Purpose: This book grapples with a central question of contemporary American life: how is it that a country with an extremely high level of skilled technological intervention in the ailing human body countenances the vast inequity of access to basic and complex health services?
Audience: This book will be of interest to medical professionals and historians as well as to members of the public interested in the historical roots of contemporary dilemmas over health insurance, managed care, and the role of the federal government in American healthcare.
Features: Six chapters, arranged chronologically, highlight turning points in medical technology, access to health services, and national vs. private responsibility for the expenses of healthcare. Successive chapters discuss the beginnings of Blue Cross in the 1930s, provision of iron lungs in the 1940s and 1950s, debates over Medicare in the early 1960s, federal assumption of the costs of kidney dialysis in the early 1970s, the advent of the respirator in the last third of this century, and the Clinton health plan of the early 1990s. The book's index is useful, and the print quality is good.

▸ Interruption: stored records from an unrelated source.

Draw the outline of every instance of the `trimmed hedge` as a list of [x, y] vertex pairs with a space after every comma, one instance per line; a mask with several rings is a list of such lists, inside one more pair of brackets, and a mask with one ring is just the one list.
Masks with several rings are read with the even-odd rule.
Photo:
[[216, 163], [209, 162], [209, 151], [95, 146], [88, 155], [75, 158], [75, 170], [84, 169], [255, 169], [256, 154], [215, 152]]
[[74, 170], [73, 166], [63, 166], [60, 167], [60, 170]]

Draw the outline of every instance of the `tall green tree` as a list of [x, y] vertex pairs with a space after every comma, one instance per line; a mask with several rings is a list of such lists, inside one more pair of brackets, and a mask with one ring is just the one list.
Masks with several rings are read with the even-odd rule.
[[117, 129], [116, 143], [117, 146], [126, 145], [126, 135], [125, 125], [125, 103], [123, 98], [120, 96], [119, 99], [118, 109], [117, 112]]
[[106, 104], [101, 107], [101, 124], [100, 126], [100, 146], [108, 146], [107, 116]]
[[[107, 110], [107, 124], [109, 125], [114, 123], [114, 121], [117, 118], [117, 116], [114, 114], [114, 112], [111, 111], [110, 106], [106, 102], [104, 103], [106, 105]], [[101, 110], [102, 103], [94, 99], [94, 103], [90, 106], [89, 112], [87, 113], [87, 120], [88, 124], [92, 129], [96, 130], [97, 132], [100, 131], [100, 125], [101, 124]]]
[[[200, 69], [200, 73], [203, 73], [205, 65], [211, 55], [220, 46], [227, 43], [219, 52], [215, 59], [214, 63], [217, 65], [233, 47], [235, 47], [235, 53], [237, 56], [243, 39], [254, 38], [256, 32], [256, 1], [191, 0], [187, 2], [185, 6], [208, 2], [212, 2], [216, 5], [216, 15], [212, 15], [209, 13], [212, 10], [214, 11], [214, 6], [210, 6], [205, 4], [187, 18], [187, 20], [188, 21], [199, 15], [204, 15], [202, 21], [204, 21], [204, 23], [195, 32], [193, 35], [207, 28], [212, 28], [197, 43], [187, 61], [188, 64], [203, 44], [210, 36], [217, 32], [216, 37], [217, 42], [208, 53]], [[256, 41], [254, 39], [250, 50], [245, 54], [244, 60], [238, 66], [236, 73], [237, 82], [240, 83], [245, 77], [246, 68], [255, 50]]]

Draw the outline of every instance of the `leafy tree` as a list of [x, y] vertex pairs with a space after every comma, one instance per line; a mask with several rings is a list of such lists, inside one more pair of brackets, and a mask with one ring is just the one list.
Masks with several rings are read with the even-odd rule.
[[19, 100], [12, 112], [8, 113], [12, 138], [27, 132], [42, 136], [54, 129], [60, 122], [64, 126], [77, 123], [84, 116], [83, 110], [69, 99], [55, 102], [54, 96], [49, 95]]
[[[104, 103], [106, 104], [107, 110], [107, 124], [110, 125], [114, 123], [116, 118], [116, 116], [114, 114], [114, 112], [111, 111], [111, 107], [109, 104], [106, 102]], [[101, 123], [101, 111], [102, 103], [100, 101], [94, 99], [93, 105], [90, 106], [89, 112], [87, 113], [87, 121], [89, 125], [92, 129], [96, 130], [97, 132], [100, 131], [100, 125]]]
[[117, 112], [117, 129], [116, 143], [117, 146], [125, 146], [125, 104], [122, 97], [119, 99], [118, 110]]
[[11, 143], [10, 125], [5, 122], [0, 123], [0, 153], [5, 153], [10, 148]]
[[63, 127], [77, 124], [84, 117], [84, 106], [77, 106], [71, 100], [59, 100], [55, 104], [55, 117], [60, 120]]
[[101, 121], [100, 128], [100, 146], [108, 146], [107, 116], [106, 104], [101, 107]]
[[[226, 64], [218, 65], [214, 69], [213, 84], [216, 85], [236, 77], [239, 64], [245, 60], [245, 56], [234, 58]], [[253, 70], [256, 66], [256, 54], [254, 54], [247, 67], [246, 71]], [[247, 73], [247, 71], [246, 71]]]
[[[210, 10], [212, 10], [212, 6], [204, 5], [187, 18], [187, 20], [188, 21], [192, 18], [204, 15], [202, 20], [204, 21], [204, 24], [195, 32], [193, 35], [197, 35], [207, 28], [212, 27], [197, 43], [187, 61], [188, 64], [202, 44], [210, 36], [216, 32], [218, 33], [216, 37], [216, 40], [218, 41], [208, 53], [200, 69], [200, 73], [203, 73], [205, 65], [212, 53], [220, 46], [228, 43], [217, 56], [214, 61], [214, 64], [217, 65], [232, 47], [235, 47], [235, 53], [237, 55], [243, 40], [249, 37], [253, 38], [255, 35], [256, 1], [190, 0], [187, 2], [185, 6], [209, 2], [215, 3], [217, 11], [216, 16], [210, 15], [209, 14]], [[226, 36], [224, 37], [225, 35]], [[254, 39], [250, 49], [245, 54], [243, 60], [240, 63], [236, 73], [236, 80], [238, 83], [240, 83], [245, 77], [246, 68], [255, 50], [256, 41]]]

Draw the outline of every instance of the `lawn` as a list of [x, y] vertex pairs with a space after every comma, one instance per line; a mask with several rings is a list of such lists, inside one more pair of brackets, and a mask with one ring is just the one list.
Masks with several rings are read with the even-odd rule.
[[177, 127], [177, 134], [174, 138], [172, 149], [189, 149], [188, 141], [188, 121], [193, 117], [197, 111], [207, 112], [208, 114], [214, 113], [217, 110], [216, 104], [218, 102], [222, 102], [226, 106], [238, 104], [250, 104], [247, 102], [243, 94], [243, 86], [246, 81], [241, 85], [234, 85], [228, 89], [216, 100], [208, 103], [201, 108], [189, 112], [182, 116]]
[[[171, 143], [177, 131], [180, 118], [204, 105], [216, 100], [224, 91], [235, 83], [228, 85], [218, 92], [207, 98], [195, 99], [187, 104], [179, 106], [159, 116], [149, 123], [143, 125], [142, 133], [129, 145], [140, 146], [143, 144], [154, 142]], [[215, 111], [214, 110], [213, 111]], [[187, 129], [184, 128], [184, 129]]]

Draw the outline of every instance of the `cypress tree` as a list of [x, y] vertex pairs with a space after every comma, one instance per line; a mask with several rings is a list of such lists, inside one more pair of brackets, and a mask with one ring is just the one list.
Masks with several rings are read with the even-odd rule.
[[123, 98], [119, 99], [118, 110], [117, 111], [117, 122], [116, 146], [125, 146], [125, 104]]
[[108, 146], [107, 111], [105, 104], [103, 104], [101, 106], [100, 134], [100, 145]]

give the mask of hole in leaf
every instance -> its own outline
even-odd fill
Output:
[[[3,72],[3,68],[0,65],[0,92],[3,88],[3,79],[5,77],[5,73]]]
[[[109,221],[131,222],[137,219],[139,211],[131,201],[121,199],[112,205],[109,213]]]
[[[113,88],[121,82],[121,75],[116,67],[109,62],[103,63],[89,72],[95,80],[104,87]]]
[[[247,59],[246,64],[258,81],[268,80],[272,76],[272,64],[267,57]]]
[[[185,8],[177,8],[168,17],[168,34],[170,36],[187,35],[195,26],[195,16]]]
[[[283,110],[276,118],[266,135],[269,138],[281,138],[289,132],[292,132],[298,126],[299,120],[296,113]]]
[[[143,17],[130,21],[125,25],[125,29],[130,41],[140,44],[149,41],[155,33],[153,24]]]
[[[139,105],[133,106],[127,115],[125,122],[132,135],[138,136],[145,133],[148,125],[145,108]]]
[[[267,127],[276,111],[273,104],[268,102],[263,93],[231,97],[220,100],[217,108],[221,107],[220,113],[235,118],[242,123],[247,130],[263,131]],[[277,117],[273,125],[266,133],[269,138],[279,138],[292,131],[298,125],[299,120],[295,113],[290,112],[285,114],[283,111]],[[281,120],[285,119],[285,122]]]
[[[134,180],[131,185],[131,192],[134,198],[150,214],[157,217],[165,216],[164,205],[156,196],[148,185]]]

Assessment: Rothman's argument is nuanced and historically informed; his writing is clear and straightforward; and his conclusion, that technology in American medicine has been intimately connected with increasing inequality, is thought-provoking and unsettling. Beginnings Count wields a sharp argument, but no bombast. Although Rothman implicitly assails the failure of American medicine to widen access to healthcare, especially technological interventions, to those below the "middle classes," he does so in measured arguments and careful prose, backed up by scholarly research and occasionally enlivened by dry wit.